Hundreds of scientists, authors and politicians say Russia has escalated its policy against NGOs in the country. A push to close the well-regarded Levada Center is the most recent blow to Russian civil society.
It all began with article he read in the Russian press, said Manfred Sapper, editor-in-chief of the German-language "Fachzeitschrift Osteuropa," a journal covering issues in eastern Europe and Russia. He read that Russian prosecutors had warned the Moscow-based Levada Center and were threatening to shut it down.
"I reached the conclusion that we had to do something," Sapper told DW.
Because it receives funding from outside Russia, the Levada Center, a highly regarded Russian opinion and research non-governmental organization (NGO), has to register as a "foreign agent." Like other NGOs, it has refused to do so, saying such a requirement is defamatory.
The "Osteuropa" journal started a petition appealing for support with the Levada Center that has gained more than 1,400 signatures from Germany, Russia and other countries.
Propaganda Stalin would support
"This attack on the Levada Center marks the start of a new phase in the political efforts to intimidate and to destroy those forces of Russian civil society that the state finds unacceptable," the petition read.
The "foreign agents" stigmatization, it continued, is a means of propaganda with its roots in Stalinism, and should not be accepted by the international community. Some 600 NGOs have been examined by prosecutors since March 2013.
The petition also encouraged the Parliamentary Assembly of the Council of Europe "to adopt a resolution condemning the use of the prosecutor's office to conduct mass reviews of Russian non-profit organizations and to stigmatize them as 'foreign agents.'"
The Levada Center is Russia's most important opinion research institute and a bastion for independent research in social sciences in Russia, Sapper said.
"Regardless of their discipline, all German scientists who want to get a picture of Russian society and policy, as well as changes in public opinion, rely mainly on data from the Levada Center," Sapper added.
A crucial Russian voice
Wolfgang Eichwede, former director of the Research Centre for East European Studies attached to the University of Bremen, considers the Levada Center one of the most important points of reference in Russia's scientific landscape.
Its founder, Yuri Levada, was a well-known Russian sociologist and political scientist who played a major role during the Perestroika movement and in establishing social sciences and opinion research in Russia.
"The independence of the Levada Center is crucial when it comes to information about Russia," Eichwede told DW.
For Klaus Bednarz, an author and, previously, a German public broadcasting correspondent in the former Soviet Union, the Levada Center remains one of the most important sources of information about contemporary Russia.

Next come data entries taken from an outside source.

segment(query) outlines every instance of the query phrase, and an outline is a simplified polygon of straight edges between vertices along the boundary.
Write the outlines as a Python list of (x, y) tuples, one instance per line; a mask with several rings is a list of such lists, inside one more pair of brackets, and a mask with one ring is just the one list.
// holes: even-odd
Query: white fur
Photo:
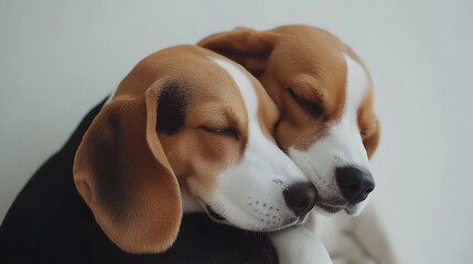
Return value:
[(241, 162), (222, 172), (217, 176), (217, 187), (200, 197), (227, 223), (241, 229), (269, 231), (292, 226), (301, 219), (287, 207), (283, 190), (295, 182), (309, 180), (262, 133), (258, 122), (258, 96), (248, 76), (229, 62), (212, 59), (229, 74), (244, 98), (248, 140)]
[[(313, 213), (311, 213), (313, 215)], [(280, 264), (330, 264), (325, 246), (315, 237), (313, 216), (300, 227), (290, 228), (271, 235)]]
[[(366, 96), (367, 76), (358, 63), (347, 55), (345, 59), (347, 81), (342, 118), (330, 123), (326, 136), (315, 141), (308, 151), (289, 148), (290, 157), (315, 185), (321, 204), (343, 200), (336, 184), (336, 167), (369, 167), (357, 122), (357, 110)], [(358, 204), (354, 211), (359, 212), (364, 204)]]

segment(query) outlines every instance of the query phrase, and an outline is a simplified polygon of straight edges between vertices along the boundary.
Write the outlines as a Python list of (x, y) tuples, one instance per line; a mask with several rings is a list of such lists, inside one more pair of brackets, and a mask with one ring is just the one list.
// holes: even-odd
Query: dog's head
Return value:
[(198, 45), (244, 65), (278, 105), (276, 139), (318, 189), (319, 208), (358, 213), (375, 183), (368, 158), (379, 125), (373, 87), (356, 54), (326, 31), (239, 28)]
[(277, 146), (277, 120), (276, 105), (241, 66), (202, 47), (166, 48), (140, 62), (95, 118), (74, 180), (128, 252), (173, 243), (184, 195), (216, 221), (289, 227), (313, 207), (315, 189)]

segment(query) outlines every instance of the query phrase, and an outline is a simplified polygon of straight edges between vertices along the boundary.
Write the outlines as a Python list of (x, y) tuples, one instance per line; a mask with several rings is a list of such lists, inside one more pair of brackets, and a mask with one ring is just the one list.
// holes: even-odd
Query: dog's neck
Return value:
[(204, 212), (204, 209), (189, 190), (181, 188), (182, 212)]

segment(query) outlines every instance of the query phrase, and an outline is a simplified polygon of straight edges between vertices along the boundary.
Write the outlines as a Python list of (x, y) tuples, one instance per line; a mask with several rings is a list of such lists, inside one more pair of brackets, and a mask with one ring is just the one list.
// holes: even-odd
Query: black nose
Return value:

The Russian prosecutors' action against the institute represents President Vladimir Putin's most serious attack on the "tender, slowly growing sprouts of civil society in Russia," Bednarz said, adding that the Levada Center is a thorn in the side of the Russian president.
"As a KGB man, Putin is a man who values control more than anything else."
Russiaonly hurting itself
Ruprecht Polenz, chair of the foreign affairs committee in Germany's lower house of parliament, said he also relies on Levada Center information and has been a sharp critic of steps taken against the institution. Polenz also chairs the German association that publishes the "Osteuropa" journal.
If the center is forced to close or no longer operate under the same conditions as it has up until now, it would be a serious blow to research in Russia, Polenz told DW, adding that it's dangerous for any country to stand in the way of opinion research and that Russia needs to be convinced that its measures against the Levada Center should be reconsidered.
"I cannot understand what Russian officials are doing at all," he said. "If you don't want to know what people in your own country think, how can you create sensible policies?"